Toda essa história nos trouxe ao momento atual. Hoje nossa colaboração com a equipe do BigBlueButton já está bastante sólida e o modelo de colaboração estável: reuniões, Summits, fundação.

Nos últimos anos nossas contribuições têm sido maiores do que as antigas (você pode encontrar em diversos artigos no blog do BigBlueButton falando sobre as antigas). Estamos integrados na construção do novo cliente baseado em HTML5 e não mais Flash (para a felicidade de muitos 🙏), principalmente com o desenvolvimento de toda a infraestrutura de vídeo e áudio por trás dele. Isso envolve muito trabalho com servidores de mídia, protocolos de comunicação como o WebRTC e o SIP e todos os problemas que você pode imaginar ao tentar colocar áudio e vídeo nativamente em múltiplos navegadores, sistemas operacionais e dispositivos (e.g. deve funcionar no Firefox no Windows em um PC e também no Safari em um iOS em um iPhone). Compartilhar áudio e vídeo nativamente na web com HTML5 ainda é um dos maiores desafios de ferramentas que usam HTML5, principalmente quando é em tempo real e para grupos grandes de pessoas. Não é nada fácil! 😅

Exemplo de uma conferência no novo cliente HTML5. No desktop à esquerda e em um celular à direita.

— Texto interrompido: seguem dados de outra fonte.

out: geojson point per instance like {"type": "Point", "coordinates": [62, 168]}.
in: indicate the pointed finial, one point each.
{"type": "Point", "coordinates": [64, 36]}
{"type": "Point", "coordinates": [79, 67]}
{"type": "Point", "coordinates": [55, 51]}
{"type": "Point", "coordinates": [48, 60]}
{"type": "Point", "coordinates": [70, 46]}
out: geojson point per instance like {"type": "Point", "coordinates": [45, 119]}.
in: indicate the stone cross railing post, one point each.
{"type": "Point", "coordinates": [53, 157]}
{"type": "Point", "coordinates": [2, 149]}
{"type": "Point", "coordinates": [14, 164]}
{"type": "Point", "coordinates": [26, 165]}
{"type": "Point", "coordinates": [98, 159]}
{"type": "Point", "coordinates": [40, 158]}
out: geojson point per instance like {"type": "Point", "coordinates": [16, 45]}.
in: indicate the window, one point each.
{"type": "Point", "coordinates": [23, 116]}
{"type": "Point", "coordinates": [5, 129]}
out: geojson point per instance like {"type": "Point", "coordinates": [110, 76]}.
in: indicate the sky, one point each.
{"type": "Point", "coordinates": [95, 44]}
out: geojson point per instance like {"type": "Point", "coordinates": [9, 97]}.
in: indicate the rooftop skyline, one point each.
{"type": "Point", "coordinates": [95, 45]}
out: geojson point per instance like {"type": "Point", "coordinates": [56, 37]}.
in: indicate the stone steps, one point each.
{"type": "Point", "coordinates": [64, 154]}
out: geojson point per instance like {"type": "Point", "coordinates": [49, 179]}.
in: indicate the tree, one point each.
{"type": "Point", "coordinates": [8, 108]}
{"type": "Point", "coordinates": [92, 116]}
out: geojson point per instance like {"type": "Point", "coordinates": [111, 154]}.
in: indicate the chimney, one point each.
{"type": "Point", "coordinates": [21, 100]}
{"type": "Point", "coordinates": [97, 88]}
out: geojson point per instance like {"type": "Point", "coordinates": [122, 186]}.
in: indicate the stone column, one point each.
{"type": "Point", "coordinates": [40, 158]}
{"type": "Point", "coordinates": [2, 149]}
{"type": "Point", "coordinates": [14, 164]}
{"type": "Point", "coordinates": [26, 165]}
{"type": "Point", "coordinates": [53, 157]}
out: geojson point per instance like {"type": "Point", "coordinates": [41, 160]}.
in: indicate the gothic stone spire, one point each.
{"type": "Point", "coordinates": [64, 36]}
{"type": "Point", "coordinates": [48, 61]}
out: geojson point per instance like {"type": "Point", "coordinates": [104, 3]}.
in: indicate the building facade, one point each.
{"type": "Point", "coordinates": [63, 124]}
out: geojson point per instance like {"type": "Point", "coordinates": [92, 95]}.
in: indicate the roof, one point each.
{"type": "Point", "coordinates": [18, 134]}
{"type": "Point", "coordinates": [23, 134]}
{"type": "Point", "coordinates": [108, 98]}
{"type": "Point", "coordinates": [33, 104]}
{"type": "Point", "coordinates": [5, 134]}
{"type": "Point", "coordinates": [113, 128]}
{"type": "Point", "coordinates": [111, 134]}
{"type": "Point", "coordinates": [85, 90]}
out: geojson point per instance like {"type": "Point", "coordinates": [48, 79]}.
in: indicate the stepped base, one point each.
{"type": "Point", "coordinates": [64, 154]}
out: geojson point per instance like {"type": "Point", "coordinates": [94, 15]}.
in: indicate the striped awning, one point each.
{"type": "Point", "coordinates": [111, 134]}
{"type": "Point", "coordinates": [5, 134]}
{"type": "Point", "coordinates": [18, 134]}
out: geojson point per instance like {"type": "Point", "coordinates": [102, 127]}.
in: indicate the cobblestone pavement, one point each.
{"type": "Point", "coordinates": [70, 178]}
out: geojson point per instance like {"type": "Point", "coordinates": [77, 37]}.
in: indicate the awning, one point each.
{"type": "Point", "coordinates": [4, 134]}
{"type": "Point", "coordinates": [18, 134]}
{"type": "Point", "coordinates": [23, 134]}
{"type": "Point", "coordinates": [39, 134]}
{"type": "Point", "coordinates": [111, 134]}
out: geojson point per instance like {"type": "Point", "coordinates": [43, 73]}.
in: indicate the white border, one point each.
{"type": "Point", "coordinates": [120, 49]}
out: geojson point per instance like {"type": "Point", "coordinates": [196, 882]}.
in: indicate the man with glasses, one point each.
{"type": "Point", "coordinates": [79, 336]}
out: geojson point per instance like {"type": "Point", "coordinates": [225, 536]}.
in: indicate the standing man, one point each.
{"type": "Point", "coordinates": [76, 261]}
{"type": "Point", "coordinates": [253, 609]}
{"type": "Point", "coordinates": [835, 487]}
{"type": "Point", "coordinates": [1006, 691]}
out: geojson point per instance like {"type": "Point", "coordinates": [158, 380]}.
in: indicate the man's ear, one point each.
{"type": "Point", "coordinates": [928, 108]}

Além disso, trabalhamos em diversas outras frentes: evolução da plataforma para utilização de containers (Docker e Kubernetes), melhorias na API (que ainda é um pouco velhinha mas está evoluindo), o eterno API Mate, testes de carga, evoluções do cliente HTML5 tanto no lado do cliente quanto no lado do servidor etc.


Esses são os principais desafios atuais, mas não os únicos. O tempo e a evolução das tecnologias de compartilhamento de áudio e vídeo na internet trouxeram muitos competidores para o BigBlueButton, alguns deles com a capacidade de levantar milhões de dólares de financiamento para construir suas ferramentas. Mas nenhum tem sua base construída sobre um software de código aberto e, muito em função disso, nenhum conseguiu criar uma comunidade como a do BigBlueButton.

Isso é algo que mais e mais empresas e pessoas estão dando valor atualmente (vide a compra do GitHub pela Microsoft) e é algo que não se constrói da noite para o dia. É preciso muita dedicação (e tempo) para mostrar que um software aberto e gratuito tem capacidade de competir com soluções proprietárias e angariar entusiastas e usuários que acreditem nisso e queiram ser parte de uma comunidade. Ao mesmo tempo, desenvolvedores estão cada vez mais utilizando e apostando em ferramentas de código aberto. Colaborar com projetos de código aberto não só ajuda o projeto e os usuários das ferramentas mas é também ótimo para o seu currículo. Inclusive, empresas estão cada vez mais considerando o GitHub dos desenvolvedores no processo de seleção, ou seja, suas contribuições são o seu currículo.

O BigBlueButton tem atualmente cerca de 12 anos de vida. O Mconf, 8 anos. São mais de 20 mil commits, 3500 forks e 90 contribuidores no seu repositório no GitHub. Foi traduzido pela comunidade para mais de 90 linguagens e tem um dos módulos mais usados no Moodle (mais de 6 mil sites o utilizam atualmente). É um projeto de impacto global.

Hoje, mais do que utilizadores do BigBlueButton, somos uma empresa que constrói suas ferramentas e serviços em cima dele e contribuí grande parte do que desenvolve de volta para a comunidade. Gostamos muito de ser parte e de termos ajudado a construir essa que podemos chamar de maior comunidade de webconferência de código aberto do mundo.